When I present my profession as life coach, I am often asked what that means.
By definition, coaching is an ongoing relationship between the professional and the client, which focuses on the client’s taking action toward the realization of their visions, goals or desires. Coaching uses a process of inquiry and personal discovery to build the client’s level of awareness and responsibility, while providing the client with structure, support and feedback. Coaching is considered to be distinct from psychotherapy in that most coaches engage in coaching with generally well-functioning individuals. Coaches are helping people meet their most important goals, not treating mental disorders.
From the very beginning, coaching focuses on what clients want. People come to coaching because they want things to be different. They are looking for change or they have an important goal to reach. Sometimes, they are motivated to achieve specific goals (to have a better marriage, to live a healthier lifestyle, to connect in a better way to their teenage children).

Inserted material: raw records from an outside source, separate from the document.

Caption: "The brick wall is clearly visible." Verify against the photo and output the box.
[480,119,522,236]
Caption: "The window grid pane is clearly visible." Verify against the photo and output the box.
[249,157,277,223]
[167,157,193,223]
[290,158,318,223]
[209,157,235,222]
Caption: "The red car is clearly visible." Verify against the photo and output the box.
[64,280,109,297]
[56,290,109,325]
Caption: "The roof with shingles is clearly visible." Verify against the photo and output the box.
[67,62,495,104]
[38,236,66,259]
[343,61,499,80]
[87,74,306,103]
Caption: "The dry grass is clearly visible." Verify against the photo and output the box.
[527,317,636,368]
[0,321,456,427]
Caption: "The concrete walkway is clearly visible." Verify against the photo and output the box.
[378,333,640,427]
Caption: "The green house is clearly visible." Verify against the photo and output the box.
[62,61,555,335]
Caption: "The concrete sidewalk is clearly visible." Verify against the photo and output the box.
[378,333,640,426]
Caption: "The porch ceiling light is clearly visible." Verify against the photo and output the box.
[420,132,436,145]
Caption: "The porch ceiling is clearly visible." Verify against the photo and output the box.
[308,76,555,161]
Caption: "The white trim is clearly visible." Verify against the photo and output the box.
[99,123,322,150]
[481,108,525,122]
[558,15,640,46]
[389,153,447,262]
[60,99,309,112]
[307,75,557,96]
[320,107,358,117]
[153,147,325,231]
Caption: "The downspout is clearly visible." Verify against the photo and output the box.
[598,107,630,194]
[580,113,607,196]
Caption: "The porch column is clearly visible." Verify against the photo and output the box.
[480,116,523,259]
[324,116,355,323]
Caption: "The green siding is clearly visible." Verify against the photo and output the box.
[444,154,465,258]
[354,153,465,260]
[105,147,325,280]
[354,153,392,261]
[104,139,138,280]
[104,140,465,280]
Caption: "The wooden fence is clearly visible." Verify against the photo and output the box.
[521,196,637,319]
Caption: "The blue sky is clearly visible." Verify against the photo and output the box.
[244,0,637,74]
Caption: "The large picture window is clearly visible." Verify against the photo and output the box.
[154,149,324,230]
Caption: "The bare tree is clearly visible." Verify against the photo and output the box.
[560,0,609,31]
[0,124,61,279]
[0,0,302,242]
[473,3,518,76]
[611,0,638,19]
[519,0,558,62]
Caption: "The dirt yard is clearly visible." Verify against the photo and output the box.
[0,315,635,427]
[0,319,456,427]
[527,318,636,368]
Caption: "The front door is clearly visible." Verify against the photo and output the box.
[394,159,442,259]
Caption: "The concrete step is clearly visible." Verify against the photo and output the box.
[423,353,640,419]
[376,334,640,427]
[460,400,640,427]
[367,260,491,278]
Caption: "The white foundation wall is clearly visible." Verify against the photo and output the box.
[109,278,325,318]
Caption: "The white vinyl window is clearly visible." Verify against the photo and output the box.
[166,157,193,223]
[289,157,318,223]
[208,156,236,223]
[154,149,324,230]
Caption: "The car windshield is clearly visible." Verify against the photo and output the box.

They hire a coach because they want to create more order and balance in their lives.
Some people want more of life (more peace of mind, more simplicity, more joy). Others want less (less confusion, less stress, less financial pressure).
Regardless of the age of the client, the primary building block for all coaching is this: Clients have the
answers or they can find the answers. From the coach’s point of view, nothing is wrong or broken; there is no need to fix the client. The coach does not have the answers, the coach has the questions. For many people, it is easier — and more natural — to buy the answers in a packaged program, rather than doing the work needed to find solutions. But the former often end up with an empty package.
Since starting this job, I feel very blessed that I was given the opportunity to interact with so many wonderful women in the community. In one case, I met with a young lady in her mid-20s who wanted more clarity in this confusing world. Guiding her through key questions, she was able to regain a sense of control. In another scenario, I spoke with a woman who was married for close to 30 years, but her marriage was crumbling. Through our coaching sessions, we came up with a SMART plan; SMART stands for Specific, Measurable, Attainable, Realistic and Timing. Once she began implementing the plan, she became empowered to bring more peace and pleasure into her marriage.
If you feel like you’re living in a cocoon and you truly wish to fly, know that you can achieve more, that you can attain better. A winner is not someone who never fails; a winner is someone who never quits.
Be a winner, break through the barriers, and live the life you love.